ENHANCING SECOND LANGUAGE WRITING ASSESSMENT THROUGH NATURAL LANGUAGE PROCESSING: A CORPUS-BASED STUDY
DOI:
https://doi.org/10.63878/jalt1019Keywords:
Natural Language Processing (NLP), Second Language Writing, DECOR Framework, EFCAMDAT Corpus, Automated Writing Assessment.Abstract
This study investigates the role of Natural Language Processing (NLP) in enhancing second language (L2) writing assessment, with a specific focus on coherence and cohesion. Utilizing the DECOR (Detect, Explain, and Rewrite) framework, this research applies advanced NLP techniques to analyze and improve the logical flow of learner texts. A representative dataset is extracted from the EF-Cambridge Open Language Database (EFCAMDAT), which contains over one million texts written by English learners across CEFR levels. The corpus provides rich metadata and revision history, enabling a comprehensive analysis of L2 writing development.
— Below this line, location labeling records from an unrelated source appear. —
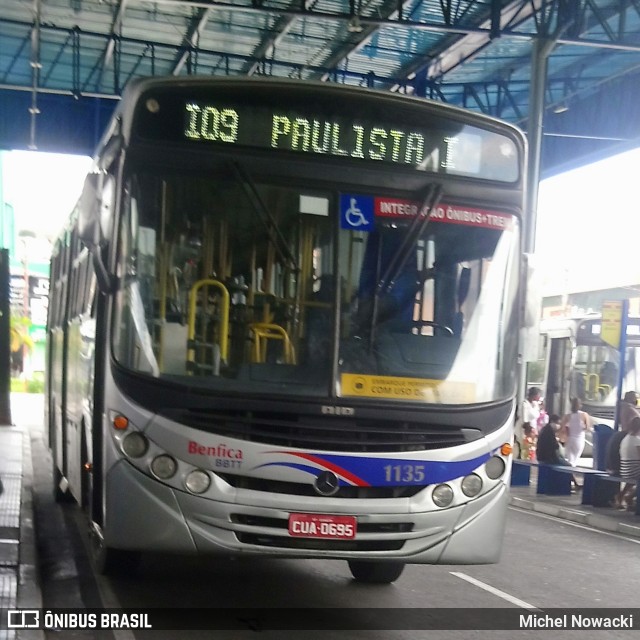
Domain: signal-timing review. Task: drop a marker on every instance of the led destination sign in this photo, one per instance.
(460, 150)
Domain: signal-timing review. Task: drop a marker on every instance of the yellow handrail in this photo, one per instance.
(224, 317)
(264, 331)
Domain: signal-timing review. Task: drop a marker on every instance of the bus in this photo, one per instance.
(576, 362)
(285, 321)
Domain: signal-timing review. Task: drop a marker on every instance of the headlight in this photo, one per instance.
(197, 481)
(164, 467)
(443, 495)
(471, 485)
(495, 467)
(135, 445)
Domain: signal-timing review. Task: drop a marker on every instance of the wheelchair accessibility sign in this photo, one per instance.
(356, 212)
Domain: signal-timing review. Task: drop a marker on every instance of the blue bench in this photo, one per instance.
(598, 488)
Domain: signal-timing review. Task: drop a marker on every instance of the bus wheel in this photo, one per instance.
(375, 572)
(113, 562)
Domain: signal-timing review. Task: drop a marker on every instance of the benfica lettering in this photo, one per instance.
(217, 451)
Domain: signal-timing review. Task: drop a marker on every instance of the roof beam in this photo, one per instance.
(190, 40)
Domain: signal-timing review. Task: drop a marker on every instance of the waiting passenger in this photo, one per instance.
(548, 449)
(574, 425)
(627, 411)
(630, 465)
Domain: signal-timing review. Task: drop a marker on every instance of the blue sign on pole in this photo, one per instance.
(356, 212)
The study employs a hybrid methodology, combining automated coherence detection and rewriting using DECOR with corpus-based feature extraction and manual evaluation. Results are evaluated by comparing pre- and post-revision drafts, examining the effectiveness of NLP-generated feedback in improving coherence and lexical cohesion. This research not only highlights recurring coherence challenges faced by L2 learners but also demonstrates the pedagogical potential of integrating NLP tools into writing instruction. By aligning computational output with human assessment practices, the study offers insights into the evolving relationship between applied linguistics and artificial intelligence, advocating for data-driven, scalable, and learner-centered approaches to writing assessment in multilingual education contexts.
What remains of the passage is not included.